乾 → 師
Hexagram 1: The Creative → Hexagram 7: The Army
Changing Lines
This transformation involves 5 changing lines (lines 1, 3, 4, 5, 6).
Line 1
初九 潛龍勿用。
Nine at the beginning means: Hidden dragon. Do not act.
Line 3
九三 君子終日乾乾。夕惕若厲。无咎。
Nine in the third place means: All day long the superior man is creatively active. At nightfall his mind is still beset with cares. Danger. No blame.
Line 4
九四 或躍在淵。无咎。
Nine in the fourth place means: Wavering flight over the depths. No blame.
Line 5
九五 飛龍在天。利見大人。
Nine in the fifth place means: Flying dragon in the heavens. It furthers one to see the great man.
Line 6
上九 亢龍有悔。
Nine at the top means: Arrogant dragon will have cause to repent.
Trigram Changes
Yilin Verse
倉盈庾憶,宜稼黍稷。國家富有,人民蕃息。
Granaries brim, storehouses overflow; fit for planting millet and grain. The state is wealthy and abundant; the people multiply and flourish.

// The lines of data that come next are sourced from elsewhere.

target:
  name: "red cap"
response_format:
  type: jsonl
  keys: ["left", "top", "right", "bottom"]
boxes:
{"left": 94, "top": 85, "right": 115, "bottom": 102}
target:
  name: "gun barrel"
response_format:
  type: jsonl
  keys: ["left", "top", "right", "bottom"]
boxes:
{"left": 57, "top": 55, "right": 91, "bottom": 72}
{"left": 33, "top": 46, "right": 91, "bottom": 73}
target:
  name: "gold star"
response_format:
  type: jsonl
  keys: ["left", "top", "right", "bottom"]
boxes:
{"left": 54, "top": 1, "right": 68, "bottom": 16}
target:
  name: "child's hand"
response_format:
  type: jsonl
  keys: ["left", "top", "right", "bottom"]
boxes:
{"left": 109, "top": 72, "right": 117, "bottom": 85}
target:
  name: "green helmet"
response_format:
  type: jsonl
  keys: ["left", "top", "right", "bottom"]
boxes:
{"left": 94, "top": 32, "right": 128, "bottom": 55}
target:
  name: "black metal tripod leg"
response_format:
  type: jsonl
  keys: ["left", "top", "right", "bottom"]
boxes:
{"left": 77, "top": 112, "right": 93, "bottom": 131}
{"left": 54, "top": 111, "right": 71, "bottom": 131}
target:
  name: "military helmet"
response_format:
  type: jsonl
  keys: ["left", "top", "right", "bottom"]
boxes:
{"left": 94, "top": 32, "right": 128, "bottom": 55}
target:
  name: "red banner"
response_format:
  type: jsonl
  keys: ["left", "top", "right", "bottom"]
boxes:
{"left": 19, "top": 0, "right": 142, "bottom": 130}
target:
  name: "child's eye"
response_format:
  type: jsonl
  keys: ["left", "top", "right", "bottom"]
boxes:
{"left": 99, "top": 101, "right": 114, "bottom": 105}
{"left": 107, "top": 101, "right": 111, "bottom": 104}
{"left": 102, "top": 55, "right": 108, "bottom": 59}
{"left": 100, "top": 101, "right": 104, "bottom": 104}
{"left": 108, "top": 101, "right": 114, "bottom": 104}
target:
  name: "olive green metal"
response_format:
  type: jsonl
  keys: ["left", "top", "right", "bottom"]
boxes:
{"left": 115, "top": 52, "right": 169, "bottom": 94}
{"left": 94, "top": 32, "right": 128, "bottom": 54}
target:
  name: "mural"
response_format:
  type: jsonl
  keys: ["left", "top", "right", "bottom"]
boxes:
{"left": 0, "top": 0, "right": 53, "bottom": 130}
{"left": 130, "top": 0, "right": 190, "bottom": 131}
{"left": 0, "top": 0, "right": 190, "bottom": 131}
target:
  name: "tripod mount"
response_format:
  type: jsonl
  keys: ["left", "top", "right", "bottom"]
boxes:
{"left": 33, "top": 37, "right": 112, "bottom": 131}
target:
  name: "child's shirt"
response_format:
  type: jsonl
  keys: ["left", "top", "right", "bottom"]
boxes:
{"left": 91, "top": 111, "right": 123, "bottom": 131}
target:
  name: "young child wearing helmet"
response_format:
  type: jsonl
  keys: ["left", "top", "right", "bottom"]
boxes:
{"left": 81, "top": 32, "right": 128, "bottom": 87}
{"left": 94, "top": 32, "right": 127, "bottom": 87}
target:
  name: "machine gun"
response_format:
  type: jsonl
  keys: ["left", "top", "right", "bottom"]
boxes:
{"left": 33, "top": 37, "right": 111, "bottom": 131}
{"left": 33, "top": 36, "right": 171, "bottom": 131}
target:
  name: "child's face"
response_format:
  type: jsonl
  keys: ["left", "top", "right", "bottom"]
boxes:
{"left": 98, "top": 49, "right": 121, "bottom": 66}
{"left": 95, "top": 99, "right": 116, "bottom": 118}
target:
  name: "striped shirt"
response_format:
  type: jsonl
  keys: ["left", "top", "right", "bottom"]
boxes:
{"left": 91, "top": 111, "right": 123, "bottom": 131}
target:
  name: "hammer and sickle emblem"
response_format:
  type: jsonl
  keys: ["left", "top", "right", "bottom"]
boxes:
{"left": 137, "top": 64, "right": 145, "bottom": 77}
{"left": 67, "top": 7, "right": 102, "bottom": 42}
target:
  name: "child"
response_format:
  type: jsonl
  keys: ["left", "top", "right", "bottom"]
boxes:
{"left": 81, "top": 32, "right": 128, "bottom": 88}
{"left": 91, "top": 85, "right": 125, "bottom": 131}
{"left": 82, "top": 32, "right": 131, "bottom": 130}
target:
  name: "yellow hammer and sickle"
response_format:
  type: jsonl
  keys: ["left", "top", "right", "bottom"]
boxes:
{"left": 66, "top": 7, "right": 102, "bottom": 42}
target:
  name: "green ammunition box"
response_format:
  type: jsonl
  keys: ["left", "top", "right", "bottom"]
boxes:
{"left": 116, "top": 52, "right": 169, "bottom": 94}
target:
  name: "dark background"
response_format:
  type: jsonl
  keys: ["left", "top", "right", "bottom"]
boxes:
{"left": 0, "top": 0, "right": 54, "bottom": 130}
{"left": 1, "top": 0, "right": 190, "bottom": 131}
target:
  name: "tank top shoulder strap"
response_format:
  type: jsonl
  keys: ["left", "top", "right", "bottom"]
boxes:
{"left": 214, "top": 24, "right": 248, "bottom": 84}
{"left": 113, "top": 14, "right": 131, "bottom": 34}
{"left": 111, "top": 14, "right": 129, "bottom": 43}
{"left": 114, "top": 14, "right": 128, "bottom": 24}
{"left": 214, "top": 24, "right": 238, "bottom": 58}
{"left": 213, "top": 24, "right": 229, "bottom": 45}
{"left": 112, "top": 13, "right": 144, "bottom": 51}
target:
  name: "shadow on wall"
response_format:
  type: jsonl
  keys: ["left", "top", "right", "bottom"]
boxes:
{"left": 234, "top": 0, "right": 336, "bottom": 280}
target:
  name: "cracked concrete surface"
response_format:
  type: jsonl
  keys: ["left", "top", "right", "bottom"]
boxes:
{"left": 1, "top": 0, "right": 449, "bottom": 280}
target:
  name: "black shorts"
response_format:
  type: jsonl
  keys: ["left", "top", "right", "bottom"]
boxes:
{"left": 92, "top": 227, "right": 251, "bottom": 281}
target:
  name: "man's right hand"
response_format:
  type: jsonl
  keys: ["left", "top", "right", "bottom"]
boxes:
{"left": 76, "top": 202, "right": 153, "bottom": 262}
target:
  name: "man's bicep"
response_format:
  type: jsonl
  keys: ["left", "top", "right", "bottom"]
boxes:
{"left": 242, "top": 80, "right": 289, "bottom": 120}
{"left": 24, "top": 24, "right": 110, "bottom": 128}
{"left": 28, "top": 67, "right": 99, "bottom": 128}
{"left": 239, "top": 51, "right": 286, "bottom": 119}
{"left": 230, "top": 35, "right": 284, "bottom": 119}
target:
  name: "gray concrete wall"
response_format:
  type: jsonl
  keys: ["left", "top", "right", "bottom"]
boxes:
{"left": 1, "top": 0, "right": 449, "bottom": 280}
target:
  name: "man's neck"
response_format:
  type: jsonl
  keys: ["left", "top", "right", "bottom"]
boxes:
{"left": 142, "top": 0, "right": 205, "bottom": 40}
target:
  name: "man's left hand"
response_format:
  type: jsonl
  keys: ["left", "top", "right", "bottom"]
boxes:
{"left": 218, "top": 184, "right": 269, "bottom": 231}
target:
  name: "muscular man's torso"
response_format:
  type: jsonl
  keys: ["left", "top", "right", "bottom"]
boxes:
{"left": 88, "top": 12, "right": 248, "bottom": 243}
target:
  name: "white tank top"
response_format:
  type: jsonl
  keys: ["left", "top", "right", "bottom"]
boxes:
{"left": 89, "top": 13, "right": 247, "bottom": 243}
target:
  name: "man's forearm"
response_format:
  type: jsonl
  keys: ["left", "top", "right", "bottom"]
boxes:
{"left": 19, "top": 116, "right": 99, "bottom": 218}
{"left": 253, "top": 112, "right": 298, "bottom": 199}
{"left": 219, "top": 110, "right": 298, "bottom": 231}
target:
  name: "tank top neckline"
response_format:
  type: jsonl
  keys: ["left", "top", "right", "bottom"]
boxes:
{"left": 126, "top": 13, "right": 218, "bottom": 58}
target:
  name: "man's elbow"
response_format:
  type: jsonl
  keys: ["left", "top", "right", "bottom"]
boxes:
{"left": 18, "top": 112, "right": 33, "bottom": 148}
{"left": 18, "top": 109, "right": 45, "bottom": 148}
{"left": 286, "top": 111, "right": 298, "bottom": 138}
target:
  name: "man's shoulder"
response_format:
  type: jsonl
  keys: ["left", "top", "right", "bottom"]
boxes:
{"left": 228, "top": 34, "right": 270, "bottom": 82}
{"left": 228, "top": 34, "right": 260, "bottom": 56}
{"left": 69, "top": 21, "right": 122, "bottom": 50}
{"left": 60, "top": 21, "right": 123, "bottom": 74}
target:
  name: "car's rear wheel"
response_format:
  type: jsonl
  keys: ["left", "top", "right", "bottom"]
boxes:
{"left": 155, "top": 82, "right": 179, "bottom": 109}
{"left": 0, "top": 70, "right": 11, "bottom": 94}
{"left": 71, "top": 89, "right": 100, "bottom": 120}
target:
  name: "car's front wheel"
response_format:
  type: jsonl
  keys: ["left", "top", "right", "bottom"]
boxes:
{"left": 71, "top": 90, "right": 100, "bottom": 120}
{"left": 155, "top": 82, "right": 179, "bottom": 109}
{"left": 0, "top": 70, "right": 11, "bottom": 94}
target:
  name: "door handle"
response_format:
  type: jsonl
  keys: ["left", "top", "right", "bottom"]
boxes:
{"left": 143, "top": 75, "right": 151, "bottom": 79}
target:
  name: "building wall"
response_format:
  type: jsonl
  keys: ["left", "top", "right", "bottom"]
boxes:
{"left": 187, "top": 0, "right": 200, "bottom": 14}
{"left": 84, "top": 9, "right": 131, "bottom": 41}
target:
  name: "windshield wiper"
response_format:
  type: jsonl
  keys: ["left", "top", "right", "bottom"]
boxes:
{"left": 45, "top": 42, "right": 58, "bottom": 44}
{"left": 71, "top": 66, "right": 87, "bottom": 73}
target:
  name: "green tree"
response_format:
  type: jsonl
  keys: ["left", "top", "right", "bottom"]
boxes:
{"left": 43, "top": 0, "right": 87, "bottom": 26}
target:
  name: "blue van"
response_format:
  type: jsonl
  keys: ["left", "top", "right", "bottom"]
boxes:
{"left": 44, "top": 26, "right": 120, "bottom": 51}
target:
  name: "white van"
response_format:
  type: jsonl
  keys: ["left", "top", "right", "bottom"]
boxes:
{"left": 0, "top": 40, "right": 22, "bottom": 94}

— Jiao Yanshou, Yilin (Forest of Changes), 1st century BCE
Commentary
Granaries overflow with grain; millet and sorghum thrive in the fields. The state grows rich and the people multiply. From Creative to The Army, heaven's strength sinks into the earth and becomes water hidden within the ground — the image of disciplined reserves. The Army hexagram counsels accommodating the people and nurturing the multitude, and this verse embodies its ideal outcome: not conquest but abundance so great that the nation's storehouses cannot contain it. Heaven's creative power, administered through earth's receptive order, produces not war but agricultural prosperity. The army that truly sustains a state is its harvest.